Brandon Kintzler made his home debut for the Twins, and it wasn’t what he had in mind, either. The first three hitters he faced in the ninth inning all collected hits, including Adam Jones’ third home run of the year. It traveled nearly 400 feet, landing in the second deck in left field, and scored two runs.

“Adam Jones was scuffling a little bit,” Twins manager Paul Molitor deadpanned about Jones’ four-hit day, “but we got him going.”

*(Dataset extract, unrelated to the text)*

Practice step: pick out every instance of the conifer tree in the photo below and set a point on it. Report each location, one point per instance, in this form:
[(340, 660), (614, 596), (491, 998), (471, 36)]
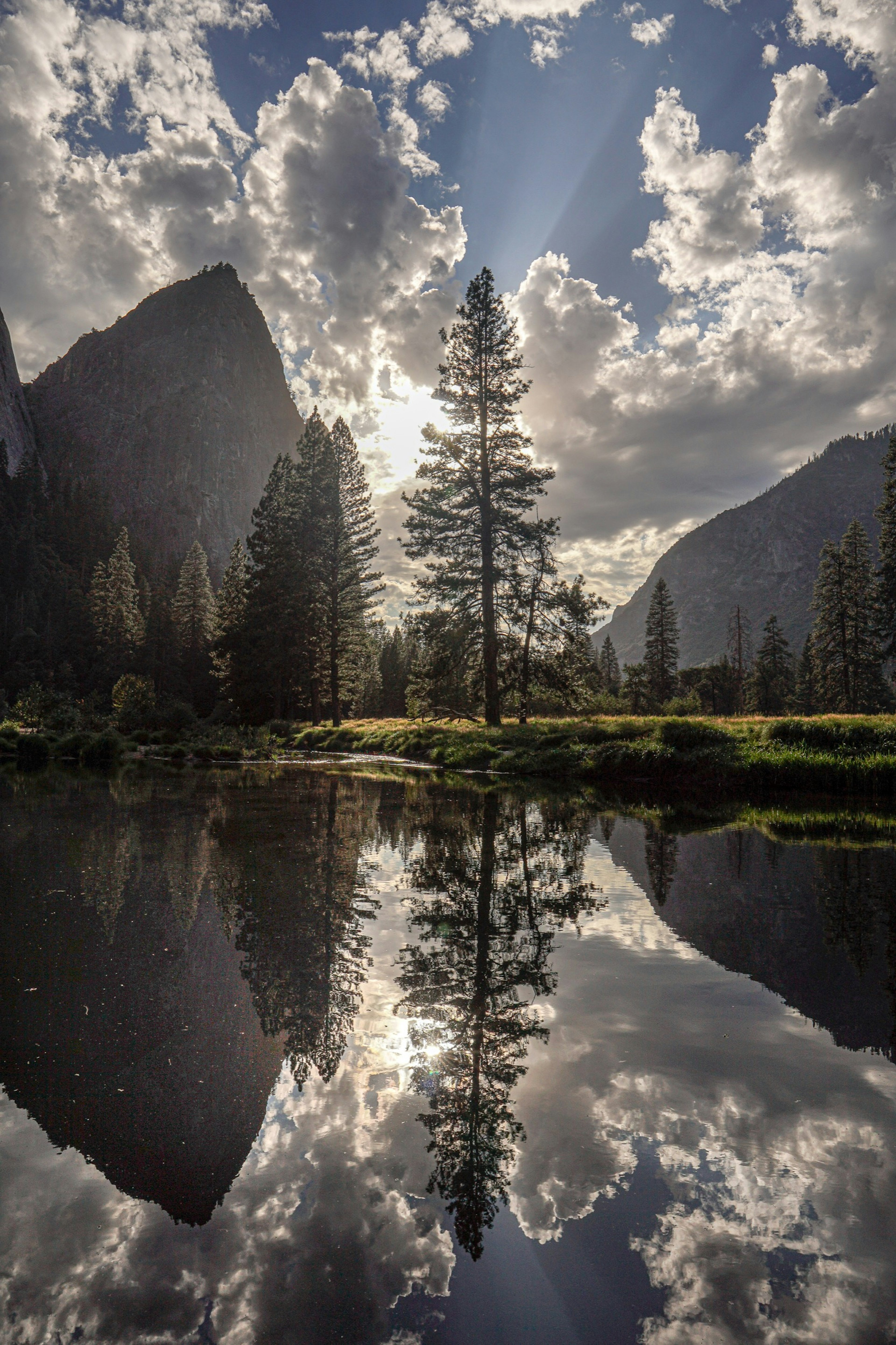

But Kintzler avoided further damage; after Davis doubled, he retired Mark Trumbo on a lineout, then got Jonathan Schoop to hit into a double play.


Buxton makes progress

Molitor said the reports on Byron Buxton at Class AAA Rochester have been good. The rookie outfielder is batting .299 since being sent down in late April, with a .356 on-base percentage that shows he’s doing a better job of swinging at strikes.

“We’ve seen signs of life, in terms of production and confidence, all those things we’re looking for,” Molitor said. “The biggest thing is, he’s putting a lot of time in, trying to find ways to shorten his swing and trying to be more consistent in terms of putting the ball in play.”



• Nick Burdi will be sidelined at least a couple of weeks at Rochester and perhaps longer, Twins minor league director Brad Steil said. The righthanded reliever is suffering from a bone bruise in his upper right arm and will need to slowly ramp up his workload once it’s healed, Steil said.